I agree 100% that workers are generally at a disadvantage vs their places of employment.... but the forces driving that are modern and different from all the ancient Marxist lenses they try and force everything through. For example tearing the roof of of campaign finance would do way more to empower workers than stupid shyt like unions.
@JahFocus CS is obsessed with this concept of abolishing private property but most of the people "controlling" employment have no ownership stakes in the companies they run. If this "worker's revolution" is going to happen, and I think it SHOULD, the people driving it NEED to leave the 19th century and enter the 21st. The world has changed a lot since Marx' day.... including the relationships between and general concepts of labor, property and capital. Why would a worker's revolution play out the same way? It's not realistic. It's the leftish equivalent of those Civil War reenactments.

Where the fukk do I even start with this waste of a post of yours?
One, Sanders is a mild social democrat. He's a capitalist, not some hardened revolutionary. I support him because he's talking in a way that will raise class consciousness and put some reforms on the table that need to be discussed, but otherwise wouldn't. For me, even if 99% of his agenda didn't get through, it'd shift the discussion leftward and raise class consciousness. That is sufficient for me to support him over these clowns currently running.

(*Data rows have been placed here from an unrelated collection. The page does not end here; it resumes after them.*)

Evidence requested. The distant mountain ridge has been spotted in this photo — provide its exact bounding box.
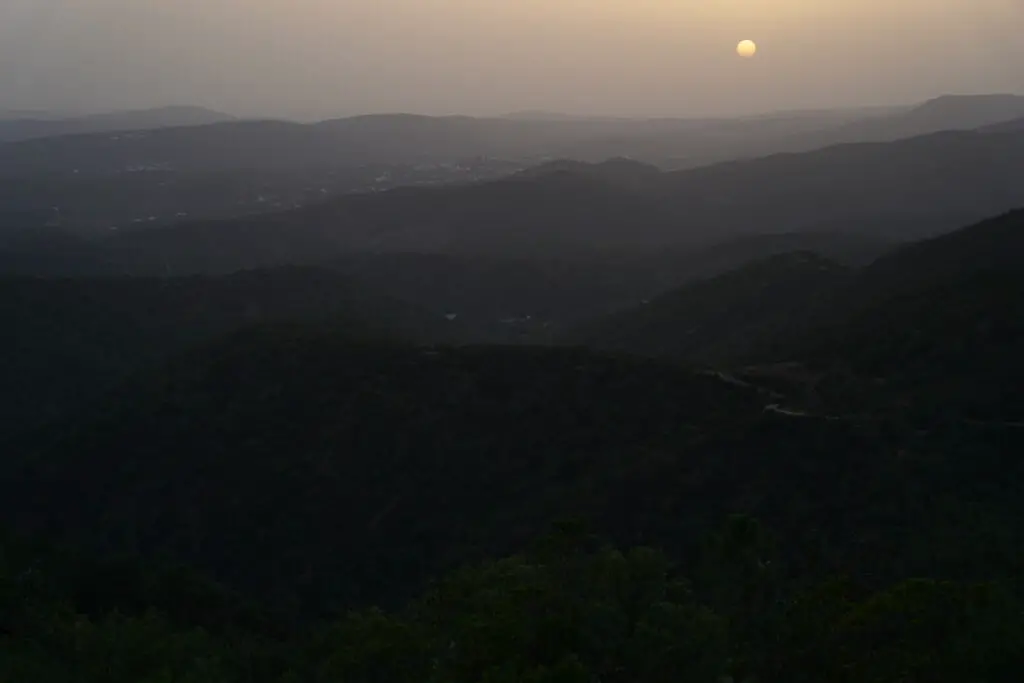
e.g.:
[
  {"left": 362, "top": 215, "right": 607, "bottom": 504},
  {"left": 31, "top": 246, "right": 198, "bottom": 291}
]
[
  {"left": 0, "top": 95, "right": 1024, "bottom": 173},
  {"left": 61, "top": 124, "right": 1024, "bottom": 272},
  {"left": 0, "top": 106, "right": 236, "bottom": 142}
]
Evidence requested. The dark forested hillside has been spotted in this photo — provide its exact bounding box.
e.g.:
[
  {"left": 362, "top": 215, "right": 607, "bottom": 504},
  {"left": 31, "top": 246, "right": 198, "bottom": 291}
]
[
  {"left": 0, "top": 98, "right": 1024, "bottom": 683},
  {"left": 0, "top": 268, "right": 458, "bottom": 434},
  {"left": 6, "top": 328, "right": 1024, "bottom": 612},
  {"left": 565, "top": 211, "right": 1024, "bottom": 422},
  {"left": 563, "top": 252, "right": 853, "bottom": 364}
]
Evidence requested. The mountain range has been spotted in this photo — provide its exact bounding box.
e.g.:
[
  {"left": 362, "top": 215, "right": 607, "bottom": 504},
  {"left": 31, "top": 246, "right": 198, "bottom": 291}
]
[
  {"left": 44, "top": 124, "right": 1024, "bottom": 273},
  {"left": 0, "top": 106, "right": 234, "bottom": 142}
]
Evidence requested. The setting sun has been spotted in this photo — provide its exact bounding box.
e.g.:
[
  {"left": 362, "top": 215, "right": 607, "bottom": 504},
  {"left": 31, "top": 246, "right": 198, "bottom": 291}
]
[{"left": 736, "top": 40, "right": 758, "bottom": 57}]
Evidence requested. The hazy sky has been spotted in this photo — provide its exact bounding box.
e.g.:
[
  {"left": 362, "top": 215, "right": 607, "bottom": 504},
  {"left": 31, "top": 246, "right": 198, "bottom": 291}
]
[{"left": 0, "top": 0, "right": 1024, "bottom": 117}]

Two, why the fukk can't you seem to grasp that the owners of capital do not necessarily correspond under modern capitalism with those who directly control hiring and firing? I agree that capitalism has changed and evolved since the 1860s; you won't find a Marxist who disputes that. But the central class contradiction hasn't changed. Let me be perfectly clear:
people working in HR are workers too 
Just because someone is a "salaried professional" DOES NOT MEAN THEY ARE NOT WORKING CLASS! There is a managerial substrata of the working class that didn't really exist in the earlier days of industrial capitalism. Obviously class consciousness is very low in this substrata, but at the lower levels, these workers still deal with basic problems: being overworked by management, having benefits cut, facing the threat of unemployment, etc.
You talk about a workers' revolution being necessary. There is no such thing unless the means of production become social property and controlled democratically
EDIT: Furthermore, yes, there needs to be campaign finance reform. It's not an either/or proposition between that and the working class organizing itself. Both are needed but campaign finance reform by itself will not accomplish much. The ruling class will always have more money than the working class under capitalism. That is how the system works.